Neues Buch von Stephen Greenblatt: Hatte Adam einen Nabel?

Vom Mythos zum Dogma: Der Literaturwissenschaftler Stephen Greenblatt untersucht in seinem unterhaltsamen und lehrreichen neuen Buch die Schöpfungsgeschichte.

Edward Gibbons 1776 erschienene „History of the Decline and Fall of the Roman Empire“ erregte beim Klerus mehr als nur einen kleinen Skandal. Das Buch sei glänzend geschrieben, hieß es, aber ein Abfall vom Glauben. Scheinbar unparteiisch und stilistisch grandios werde es, der biblischen Schlange gleich, seine Leserinnen und Leser verführen. Es folgten eine „Battle of the Books“ voller Anklagen und Rechtfertigungen, ging es doch um nichts weniger als die Entstehung und Ausbreitung des Christentums: Gibbon hatte sich erlaubt, die frühen Christen von ihrem Märtyrersockel herunterzuholen.

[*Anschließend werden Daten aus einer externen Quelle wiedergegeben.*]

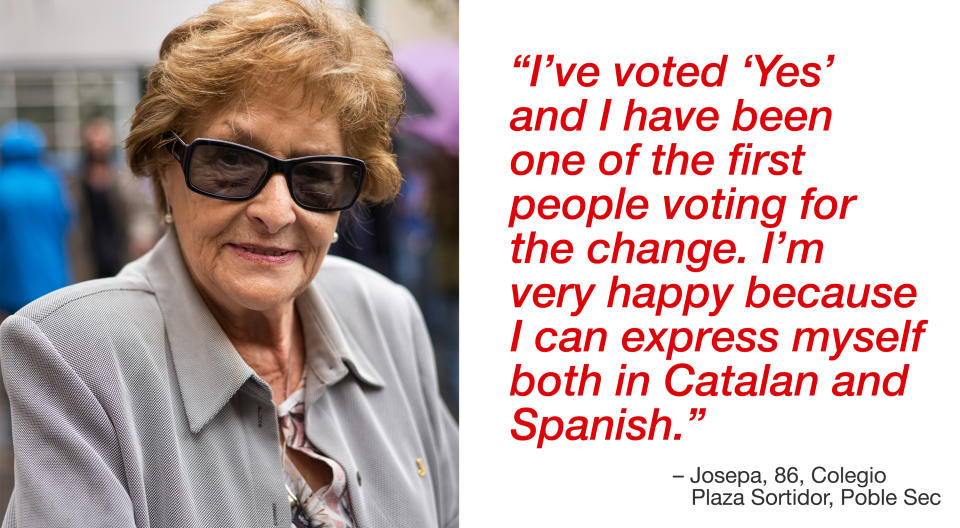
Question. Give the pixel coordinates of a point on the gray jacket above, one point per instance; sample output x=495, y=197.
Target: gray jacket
x=130, y=407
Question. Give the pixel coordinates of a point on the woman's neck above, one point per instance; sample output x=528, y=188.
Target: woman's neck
x=271, y=342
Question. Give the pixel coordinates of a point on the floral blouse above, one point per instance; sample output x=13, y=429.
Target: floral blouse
x=327, y=507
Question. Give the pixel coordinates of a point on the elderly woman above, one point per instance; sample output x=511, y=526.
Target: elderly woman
x=235, y=375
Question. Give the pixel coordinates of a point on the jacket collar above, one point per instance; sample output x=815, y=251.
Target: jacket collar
x=209, y=369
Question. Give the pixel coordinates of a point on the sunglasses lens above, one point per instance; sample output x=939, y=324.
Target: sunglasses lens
x=226, y=171
x=328, y=185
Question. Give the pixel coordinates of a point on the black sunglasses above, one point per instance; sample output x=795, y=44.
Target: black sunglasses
x=228, y=171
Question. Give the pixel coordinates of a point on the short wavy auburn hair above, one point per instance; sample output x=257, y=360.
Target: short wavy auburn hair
x=244, y=48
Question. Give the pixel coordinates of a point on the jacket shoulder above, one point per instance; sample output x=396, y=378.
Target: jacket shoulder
x=345, y=283
x=90, y=300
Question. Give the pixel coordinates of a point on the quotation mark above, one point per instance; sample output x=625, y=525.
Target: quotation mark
x=522, y=61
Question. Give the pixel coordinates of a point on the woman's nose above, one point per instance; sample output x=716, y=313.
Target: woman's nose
x=273, y=207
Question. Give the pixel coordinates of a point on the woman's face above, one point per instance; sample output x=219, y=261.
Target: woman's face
x=258, y=254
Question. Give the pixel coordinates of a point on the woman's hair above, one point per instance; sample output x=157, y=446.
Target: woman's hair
x=243, y=48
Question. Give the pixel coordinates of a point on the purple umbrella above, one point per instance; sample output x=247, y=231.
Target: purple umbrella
x=431, y=75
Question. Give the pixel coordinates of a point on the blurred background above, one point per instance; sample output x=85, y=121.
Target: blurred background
x=70, y=76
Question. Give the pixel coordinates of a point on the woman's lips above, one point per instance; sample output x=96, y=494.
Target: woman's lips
x=263, y=255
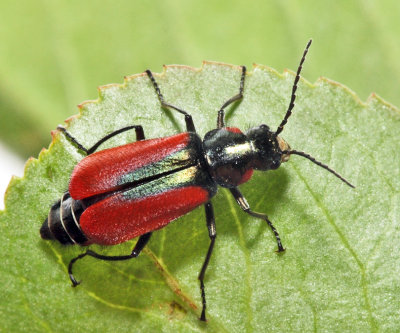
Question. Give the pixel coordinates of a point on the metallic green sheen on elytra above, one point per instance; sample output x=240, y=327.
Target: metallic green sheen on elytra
x=192, y=176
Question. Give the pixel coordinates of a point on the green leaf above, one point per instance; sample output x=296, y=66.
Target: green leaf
x=54, y=53
x=339, y=272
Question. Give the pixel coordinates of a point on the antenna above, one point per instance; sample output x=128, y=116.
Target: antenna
x=293, y=98
x=322, y=165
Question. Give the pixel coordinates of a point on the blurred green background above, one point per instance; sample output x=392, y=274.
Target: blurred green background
x=53, y=54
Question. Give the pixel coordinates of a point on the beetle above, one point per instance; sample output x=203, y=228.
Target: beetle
x=144, y=185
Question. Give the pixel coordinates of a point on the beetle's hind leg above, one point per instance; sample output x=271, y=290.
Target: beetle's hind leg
x=138, y=129
x=141, y=243
x=238, y=96
x=188, y=118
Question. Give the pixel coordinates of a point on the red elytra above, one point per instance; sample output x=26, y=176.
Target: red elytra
x=100, y=172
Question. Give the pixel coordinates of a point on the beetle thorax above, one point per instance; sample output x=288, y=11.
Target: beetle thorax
x=229, y=154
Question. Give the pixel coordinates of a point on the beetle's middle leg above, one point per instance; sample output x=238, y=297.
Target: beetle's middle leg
x=188, y=118
x=141, y=243
x=212, y=233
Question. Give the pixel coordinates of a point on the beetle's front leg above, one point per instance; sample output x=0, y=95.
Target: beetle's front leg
x=212, y=233
x=241, y=200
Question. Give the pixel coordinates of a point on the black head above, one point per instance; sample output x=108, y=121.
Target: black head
x=273, y=150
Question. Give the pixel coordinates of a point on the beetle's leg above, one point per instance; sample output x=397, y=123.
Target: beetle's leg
x=188, y=118
x=241, y=200
x=221, y=112
x=212, y=233
x=141, y=243
x=138, y=130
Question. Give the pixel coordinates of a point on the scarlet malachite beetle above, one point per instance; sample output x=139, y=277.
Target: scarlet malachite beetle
x=146, y=184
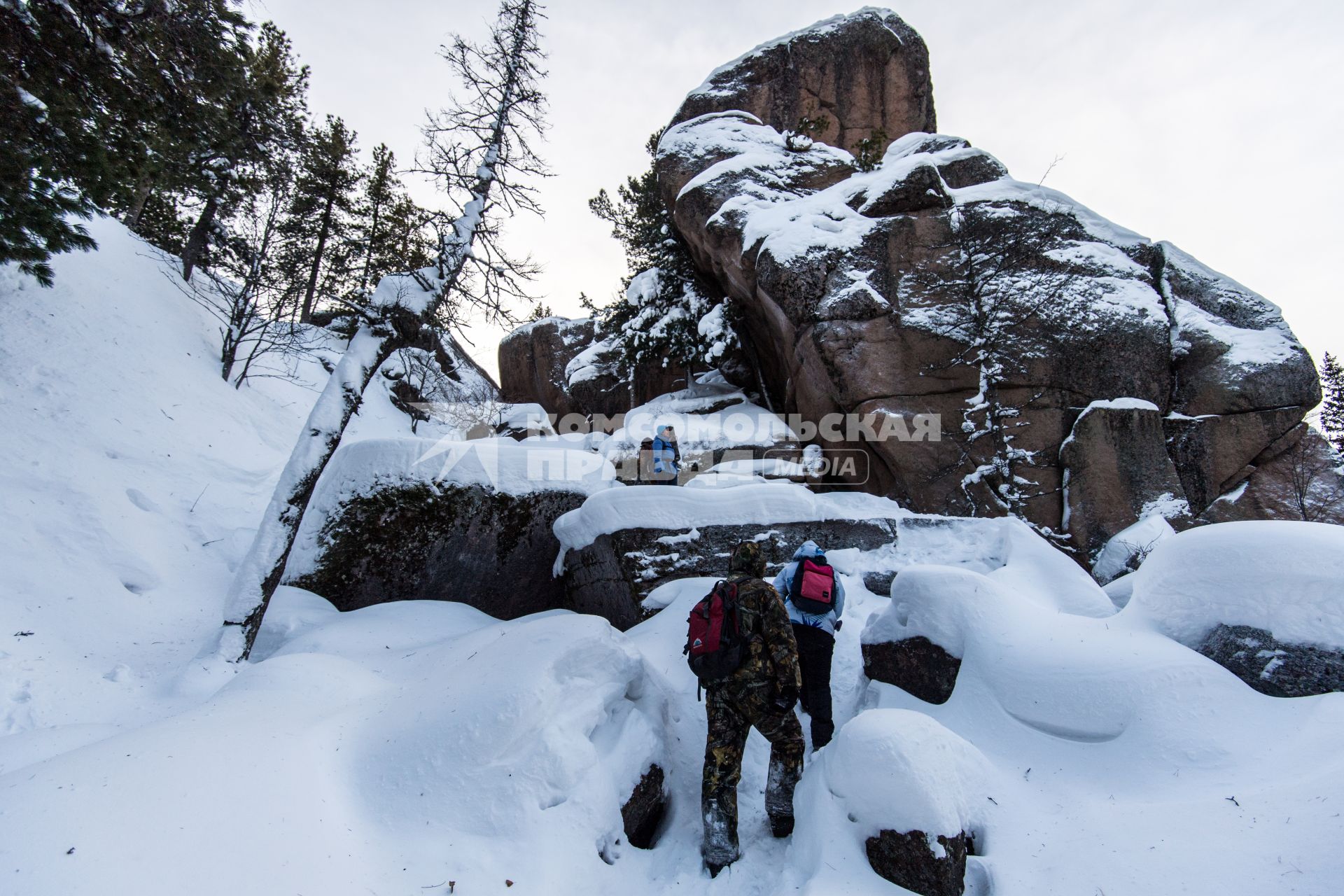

Stephen Greenblatt stellt sich mit „The Rise and Fall of Adam and Eve“ in Gibbons Tradition. „Die Geschichte von Adam und Eva“, so der deutsche Titel, verfolgt den „mächtigsten Mythos der Menschheit“. Nicht die Ausbreitung des Christentums verfolgt der Literaturwissenschaftler Greenblatt, wie es Gibbon in den berüchtigten Kapiteln 15 und 16 seiner Geschichte des untergehenden römischen Reiches tut, sondern eine abenteuerliche Deutungsgeschichte, die „lange und verschlungene Entwicklung von einer archaischen Spekulation zum Glaubenssatz, vom Dogma zur buchstäblichen Wahrheit, von der buchstäblichen Wahrheit zum Realen, vom Realen zum Sterblichen, vom Sterblichen zum Unwahren“.

Wenn Greenblatt untersucht, wie ein Mythos entsteht und – gegen Widerstände – zum Dogma wird, wie genau in diesem Dogma der Keim zur Sprengung desselben liegt, und was nach der Explosion geschieht, dann geht es ihm um die Prägekraft von Erzählungen: persönlich, gesellschaftlich, moralisch. Dass er dabei selbst nicht ganz außerhalb der eigenen Geschichte steht, macht der Prolog deutlich, ein Sündenfall en miniature: Greenblatt, als Knabe ehrfürchtig hadernd, entschließt sich, am Ende doch von der verheißungsvollen Frucht zu kosten. Eines Tages blickt er am Ende des Sabbatgottesdienstes, während der Rabbi die Segenswünsche spricht, nach oben, in der Erwartung, Gott über den Köpfen der versammelten jüdischen Gemeinde schweben zu sehen. Was folgte? Nicht der prophezeite Tod, aber eine Art Vertreibung aus dem Paradies: Ernüchterung, Entzauberung, der fade Beigeschmack der Lüge.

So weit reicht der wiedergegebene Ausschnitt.